Lest we turn to stone (or salt) we musn’t look back to the past. –So the ubiquitous, superficial
lesson the story of Lot’s Wife goes… The story itself is also referenced in the New Testament, in
anti/gay movement literature, in feminist theory, and in the speeches of motivational speakers.
Like pop-cultural stories/metaphors that have been reduced to concepts, or symbols of
themselves, “the story of Lot’s Wife” conjures up an infinity of associations for many people. In
my previous work, I have addressed the issue of culturally heralded pop cultural icons for which
we, personally, struggle to conjure up sentiment. Also, I have addressed the issues of audience
agency—to what degree we are the makers of pop culture, the engines fueling the system, and the
limitations of actively participating in the American Idol worship/democracy.
         In a recent essay, I discussed the work of self-taught artist Bill Traylor, as it a visual
representation of metaphors reduced to vernacular aphorisms. A particularly awesome example
of the “illustrated aphorism” is his piece He Clunked Her on the Head but She Wouldn’t Drop the
Chicken. As in much of his work, it’s the simplicity of the rendered form to which we identify,
the aphorism (title) is the story we take along with it. Our associations with “Lot’s Wife,”
function in the reverse: the title, or aphorism is the simple form to which we freely associate.
         (as an aside) This winter I revisited the Cy Twombly room at the Philadelphia Art
Museum, wherein his Iliad series is housed. Of course the drawings are not literal illustrations of
the Iliad, but offer up the premise as a point of origin for the viewers.
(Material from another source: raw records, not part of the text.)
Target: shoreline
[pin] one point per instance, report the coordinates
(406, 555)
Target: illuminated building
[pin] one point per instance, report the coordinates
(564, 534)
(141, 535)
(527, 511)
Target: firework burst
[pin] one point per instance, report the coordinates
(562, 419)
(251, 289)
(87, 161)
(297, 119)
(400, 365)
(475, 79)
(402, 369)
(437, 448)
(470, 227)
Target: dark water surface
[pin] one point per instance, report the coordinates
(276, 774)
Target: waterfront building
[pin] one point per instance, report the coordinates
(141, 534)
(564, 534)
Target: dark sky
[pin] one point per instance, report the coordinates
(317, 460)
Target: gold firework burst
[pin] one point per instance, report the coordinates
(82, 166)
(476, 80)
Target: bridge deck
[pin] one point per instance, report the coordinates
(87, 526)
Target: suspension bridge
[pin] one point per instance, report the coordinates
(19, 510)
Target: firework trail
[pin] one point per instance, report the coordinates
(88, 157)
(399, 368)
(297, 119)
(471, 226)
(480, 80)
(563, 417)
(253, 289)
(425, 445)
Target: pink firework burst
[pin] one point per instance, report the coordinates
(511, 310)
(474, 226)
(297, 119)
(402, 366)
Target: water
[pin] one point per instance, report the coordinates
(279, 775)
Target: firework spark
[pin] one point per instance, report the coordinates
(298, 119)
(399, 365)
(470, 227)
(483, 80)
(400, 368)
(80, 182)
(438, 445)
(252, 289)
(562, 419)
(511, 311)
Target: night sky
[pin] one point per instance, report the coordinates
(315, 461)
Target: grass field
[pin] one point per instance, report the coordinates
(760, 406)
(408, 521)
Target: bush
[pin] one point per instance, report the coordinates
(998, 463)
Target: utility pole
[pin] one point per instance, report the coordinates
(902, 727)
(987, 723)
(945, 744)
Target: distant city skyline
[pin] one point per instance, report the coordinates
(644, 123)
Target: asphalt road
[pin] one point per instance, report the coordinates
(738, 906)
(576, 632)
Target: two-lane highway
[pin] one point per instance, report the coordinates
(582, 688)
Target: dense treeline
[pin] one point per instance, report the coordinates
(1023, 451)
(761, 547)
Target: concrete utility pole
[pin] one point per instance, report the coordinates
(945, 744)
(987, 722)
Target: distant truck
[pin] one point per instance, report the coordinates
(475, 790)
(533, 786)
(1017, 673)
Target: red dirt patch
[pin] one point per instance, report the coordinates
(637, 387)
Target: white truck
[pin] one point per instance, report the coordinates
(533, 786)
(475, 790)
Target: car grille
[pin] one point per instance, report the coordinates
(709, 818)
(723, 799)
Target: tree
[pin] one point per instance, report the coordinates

         For the exhibition Lots’ Wife, I am proposing a series of work addressing issues of
material degradation and intellectual, physical, and emotional atrophy. The main series 5
Damned Cities will directly reference the plains cities smote by “fire & brimstone.” Aside from
the title, there will not be an actual, obvious Biblical reference. The Salt & Paper Pillar, is
punny, and directly references the archeological/geological research devoted to proving the
existence of Lot’s Wife as a rock-salt formation. Palimpsest I & II speak to the degradation of
sacred texts, in particular the ongoing feud over the cuneiform tablets at Ebla (sic). Husks deals
with issues of obsolescence and the burnt-out embers of newly discarded stuff; also it indirectly
relates to theories that the Wife lingered behind to collect her household wares.
         Lastly, and of course, as always, the subtext of the exhibition is deeply personal. It is
always my intention to present tragi-comic, ridiculously melo-romantic, semi-diaristic subtexts in
my work, while concomitantly speaking to a larger, seriouser audience. Maybe I’m hoping to
tug at the heart strings of the art intelligencia.